My dA page: Scooternjng

Rick Lowe

Quote from: PR19_Kit on January 10, 2021, 10:16:27 AM
While doing some testing on BR's Test Track aboard POP Train in the early 70s, they radio'd us from the Control Centre and asked if we could stop at Widmerpool Station (then closed and converted to a restaurant...) to pick up one of their chef's who'd SERIOUSLY chopped his finger. So we did and galloped him off south direct to Melton Mowbray Station where he was picked up by an ambulance.  ;D

The restaurant manager had seen us go past a few times at some speed and realised we could get his chef some help faster than an ambulance could get there and back on the twisty roads in those parts. We were doing about 110 mph on the way south, a LOT quicker than an ambulance could have gone.

That's some awesome thinking out of the box, and using whatever you can to get the job done!
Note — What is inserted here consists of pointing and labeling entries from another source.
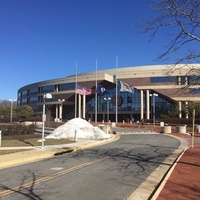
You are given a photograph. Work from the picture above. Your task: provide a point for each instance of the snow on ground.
(81, 127)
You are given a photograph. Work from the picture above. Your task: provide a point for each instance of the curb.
(52, 153)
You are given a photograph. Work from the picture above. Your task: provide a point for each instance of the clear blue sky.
(41, 39)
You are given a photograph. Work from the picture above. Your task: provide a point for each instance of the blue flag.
(101, 90)
(126, 87)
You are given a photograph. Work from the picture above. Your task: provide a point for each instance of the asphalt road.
(111, 171)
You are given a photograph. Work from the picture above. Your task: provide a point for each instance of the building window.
(162, 79)
(49, 88)
(67, 86)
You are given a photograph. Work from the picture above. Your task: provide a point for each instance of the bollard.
(0, 138)
(75, 136)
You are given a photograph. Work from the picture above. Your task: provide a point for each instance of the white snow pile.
(81, 128)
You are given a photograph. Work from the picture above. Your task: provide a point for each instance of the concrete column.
(60, 111)
(186, 80)
(56, 111)
(179, 80)
(180, 109)
(147, 104)
(186, 109)
(79, 106)
(141, 104)
(84, 104)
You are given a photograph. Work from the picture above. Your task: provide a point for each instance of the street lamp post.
(154, 107)
(107, 99)
(11, 109)
(45, 96)
(61, 109)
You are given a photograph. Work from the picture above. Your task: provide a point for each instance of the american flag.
(83, 90)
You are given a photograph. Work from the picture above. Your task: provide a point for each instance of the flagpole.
(96, 95)
(116, 79)
(76, 92)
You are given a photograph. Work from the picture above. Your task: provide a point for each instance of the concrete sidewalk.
(180, 182)
(32, 154)
(183, 180)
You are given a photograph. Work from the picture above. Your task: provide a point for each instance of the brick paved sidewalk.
(184, 181)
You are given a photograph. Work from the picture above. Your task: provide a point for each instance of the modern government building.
(158, 90)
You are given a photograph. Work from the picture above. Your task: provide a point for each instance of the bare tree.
(180, 20)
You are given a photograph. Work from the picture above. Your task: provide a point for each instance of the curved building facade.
(156, 91)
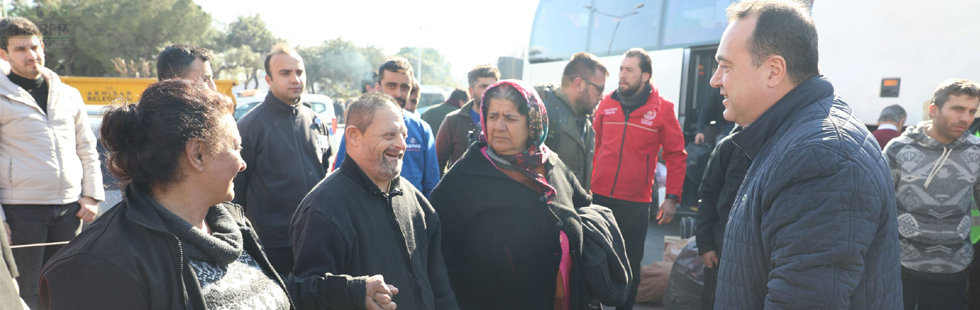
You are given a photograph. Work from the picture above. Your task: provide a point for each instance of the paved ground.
(653, 251)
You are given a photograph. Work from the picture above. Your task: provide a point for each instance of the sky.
(466, 32)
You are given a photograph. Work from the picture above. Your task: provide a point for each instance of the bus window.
(639, 28)
(693, 22)
(559, 30)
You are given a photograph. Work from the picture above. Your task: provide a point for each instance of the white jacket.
(46, 158)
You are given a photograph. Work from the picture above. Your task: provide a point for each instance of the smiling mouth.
(394, 155)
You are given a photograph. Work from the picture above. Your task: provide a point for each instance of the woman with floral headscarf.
(511, 236)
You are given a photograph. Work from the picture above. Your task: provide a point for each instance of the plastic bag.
(686, 280)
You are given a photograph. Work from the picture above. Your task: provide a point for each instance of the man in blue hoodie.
(420, 166)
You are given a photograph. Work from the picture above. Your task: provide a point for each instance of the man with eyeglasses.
(570, 133)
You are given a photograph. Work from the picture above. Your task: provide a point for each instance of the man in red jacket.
(631, 125)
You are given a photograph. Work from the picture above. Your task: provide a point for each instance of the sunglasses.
(600, 87)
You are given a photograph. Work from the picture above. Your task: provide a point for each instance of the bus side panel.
(862, 42)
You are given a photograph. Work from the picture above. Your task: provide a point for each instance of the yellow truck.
(105, 91)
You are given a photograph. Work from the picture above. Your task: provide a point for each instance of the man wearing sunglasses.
(570, 133)
(632, 124)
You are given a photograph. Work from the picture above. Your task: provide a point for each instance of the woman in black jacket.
(512, 238)
(174, 242)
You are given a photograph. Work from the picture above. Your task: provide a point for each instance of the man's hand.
(7, 228)
(89, 209)
(667, 209)
(710, 259)
(379, 295)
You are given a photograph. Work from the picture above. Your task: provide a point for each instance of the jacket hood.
(919, 134)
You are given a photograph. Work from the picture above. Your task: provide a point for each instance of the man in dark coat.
(435, 115)
(814, 223)
(570, 109)
(722, 178)
(454, 135)
(365, 219)
(286, 148)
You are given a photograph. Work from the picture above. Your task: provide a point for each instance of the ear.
(777, 70)
(353, 136)
(194, 154)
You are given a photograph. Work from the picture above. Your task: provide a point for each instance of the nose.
(242, 164)
(499, 126)
(716, 78)
(400, 143)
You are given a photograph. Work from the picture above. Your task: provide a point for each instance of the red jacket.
(626, 156)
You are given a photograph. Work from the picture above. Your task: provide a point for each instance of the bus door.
(697, 94)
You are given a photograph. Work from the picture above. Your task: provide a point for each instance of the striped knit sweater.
(934, 185)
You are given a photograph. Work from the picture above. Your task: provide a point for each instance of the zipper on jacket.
(299, 146)
(408, 262)
(180, 265)
(626, 125)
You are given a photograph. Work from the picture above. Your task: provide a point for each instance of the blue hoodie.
(420, 166)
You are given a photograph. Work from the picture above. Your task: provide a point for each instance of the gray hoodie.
(934, 184)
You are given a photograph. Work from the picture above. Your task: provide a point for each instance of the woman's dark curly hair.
(145, 141)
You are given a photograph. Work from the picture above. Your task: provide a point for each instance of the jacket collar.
(9, 89)
(754, 137)
(278, 105)
(350, 169)
(652, 99)
(563, 100)
(140, 209)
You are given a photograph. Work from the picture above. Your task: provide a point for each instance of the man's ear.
(777, 70)
(194, 154)
(353, 136)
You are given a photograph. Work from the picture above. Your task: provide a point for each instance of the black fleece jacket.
(348, 225)
(722, 178)
(280, 145)
(129, 259)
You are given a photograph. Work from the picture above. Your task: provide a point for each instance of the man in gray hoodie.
(936, 169)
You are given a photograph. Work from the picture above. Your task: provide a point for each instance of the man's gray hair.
(892, 113)
(360, 112)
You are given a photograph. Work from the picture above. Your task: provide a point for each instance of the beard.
(389, 168)
(585, 107)
(630, 90)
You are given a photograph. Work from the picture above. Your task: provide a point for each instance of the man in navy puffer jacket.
(814, 224)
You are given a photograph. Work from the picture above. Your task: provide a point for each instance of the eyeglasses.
(600, 87)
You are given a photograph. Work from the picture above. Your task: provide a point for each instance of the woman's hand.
(379, 294)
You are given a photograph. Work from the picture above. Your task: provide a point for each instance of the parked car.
(322, 105)
(431, 95)
(112, 193)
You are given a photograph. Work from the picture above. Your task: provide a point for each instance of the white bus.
(908, 46)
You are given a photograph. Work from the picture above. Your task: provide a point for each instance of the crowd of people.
(506, 196)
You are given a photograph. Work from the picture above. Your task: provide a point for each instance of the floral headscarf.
(537, 124)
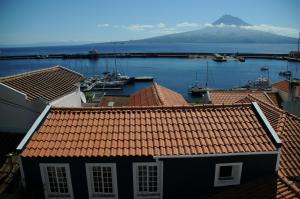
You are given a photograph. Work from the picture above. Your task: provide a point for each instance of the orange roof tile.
(156, 95)
(117, 101)
(166, 131)
(48, 83)
(287, 127)
(231, 97)
(282, 85)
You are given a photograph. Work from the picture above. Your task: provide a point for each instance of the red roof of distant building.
(156, 95)
(232, 97)
(48, 83)
(282, 85)
(287, 127)
(149, 131)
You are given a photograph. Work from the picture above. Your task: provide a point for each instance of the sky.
(42, 21)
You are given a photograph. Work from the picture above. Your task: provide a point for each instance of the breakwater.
(152, 55)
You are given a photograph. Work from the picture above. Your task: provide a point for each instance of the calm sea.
(177, 74)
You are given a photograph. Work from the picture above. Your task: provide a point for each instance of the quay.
(192, 55)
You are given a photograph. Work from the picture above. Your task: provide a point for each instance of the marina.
(175, 73)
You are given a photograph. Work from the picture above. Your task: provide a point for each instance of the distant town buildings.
(152, 144)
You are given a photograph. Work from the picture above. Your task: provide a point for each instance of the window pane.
(225, 171)
(147, 177)
(57, 178)
(102, 179)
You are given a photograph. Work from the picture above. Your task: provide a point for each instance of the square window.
(228, 174)
(146, 180)
(101, 180)
(225, 172)
(57, 179)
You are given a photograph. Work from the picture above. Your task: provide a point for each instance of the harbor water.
(176, 74)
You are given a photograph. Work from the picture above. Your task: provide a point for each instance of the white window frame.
(160, 179)
(90, 181)
(45, 180)
(236, 174)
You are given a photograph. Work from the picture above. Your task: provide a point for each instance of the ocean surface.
(174, 73)
(150, 48)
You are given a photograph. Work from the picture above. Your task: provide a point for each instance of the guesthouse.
(24, 96)
(147, 152)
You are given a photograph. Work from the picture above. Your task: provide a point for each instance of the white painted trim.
(64, 96)
(33, 128)
(15, 90)
(159, 165)
(265, 93)
(236, 176)
(268, 125)
(70, 70)
(217, 155)
(278, 159)
(90, 179)
(45, 180)
(209, 97)
(19, 159)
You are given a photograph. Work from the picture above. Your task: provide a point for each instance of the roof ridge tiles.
(16, 76)
(290, 184)
(161, 107)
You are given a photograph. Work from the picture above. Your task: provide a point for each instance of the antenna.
(298, 44)
(206, 74)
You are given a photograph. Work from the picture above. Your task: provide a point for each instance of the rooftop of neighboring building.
(233, 96)
(282, 86)
(156, 95)
(287, 127)
(114, 101)
(48, 83)
(150, 131)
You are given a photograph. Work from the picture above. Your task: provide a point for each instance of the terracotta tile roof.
(282, 85)
(231, 97)
(287, 127)
(156, 95)
(149, 131)
(265, 188)
(9, 143)
(49, 83)
(118, 101)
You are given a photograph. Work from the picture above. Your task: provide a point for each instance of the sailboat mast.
(206, 74)
(298, 45)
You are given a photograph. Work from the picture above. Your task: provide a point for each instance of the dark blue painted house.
(147, 152)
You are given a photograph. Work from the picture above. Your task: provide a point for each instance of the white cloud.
(139, 27)
(104, 25)
(164, 31)
(208, 25)
(161, 25)
(187, 25)
(291, 32)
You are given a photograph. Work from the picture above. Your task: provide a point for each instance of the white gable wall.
(17, 114)
(70, 100)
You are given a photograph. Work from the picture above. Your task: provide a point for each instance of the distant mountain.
(221, 34)
(230, 20)
(47, 44)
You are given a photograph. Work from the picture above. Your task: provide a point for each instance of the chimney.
(294, 89)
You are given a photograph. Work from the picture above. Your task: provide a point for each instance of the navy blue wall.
(183, 177)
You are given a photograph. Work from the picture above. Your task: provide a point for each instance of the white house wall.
(70, 100)
(17, 114)
(284, 96)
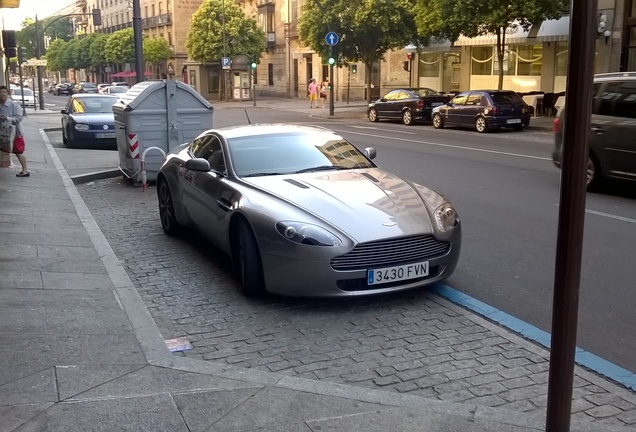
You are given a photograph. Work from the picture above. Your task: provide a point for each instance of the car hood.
(98, 118)
(366, 204)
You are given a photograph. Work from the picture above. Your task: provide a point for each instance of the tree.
(120, 47)
(204, 41)
(156, 50)
(450, 18)
(367, 29)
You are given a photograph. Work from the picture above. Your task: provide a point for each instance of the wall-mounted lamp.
(602, 29)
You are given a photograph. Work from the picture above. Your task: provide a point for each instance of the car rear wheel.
(438, 121)
(250, 266)
(407, 117)
(166, 209)
(480, 125)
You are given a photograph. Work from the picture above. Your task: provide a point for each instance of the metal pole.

Quote from: scooter on January 10, 2021, 10:26:50 AM

There were times when I was working in Passaic County, and Paterson, that I wish we had ambulances equipped with hi-rails.  Especially since the one ambulance company I worked for had the intensive care transport contract for St Joseph's Children's Hospital, and there would be times we'd be required to jet up to Warwick NY with a team on board to transfer back to either St Joe's neonate or pediatric ICUs, and Susquehanna RR's main line runs *right* through Paterson.

That would be quite a cool model.
As you say though, a shame it's never been done IRL.

Nick

What about the Leyland LifeLiner?
A Leyland National bus designed as a large ambulance. The same bus body that was converted for the Class 142 Pacer trains.  :wacko:

https://zavanak.com/the-class-142-pacers/

https://twitter.com/t2stu/status/1239895767512473606

McColm

Sure, I know that the Royal Air Force used them in the transport unit.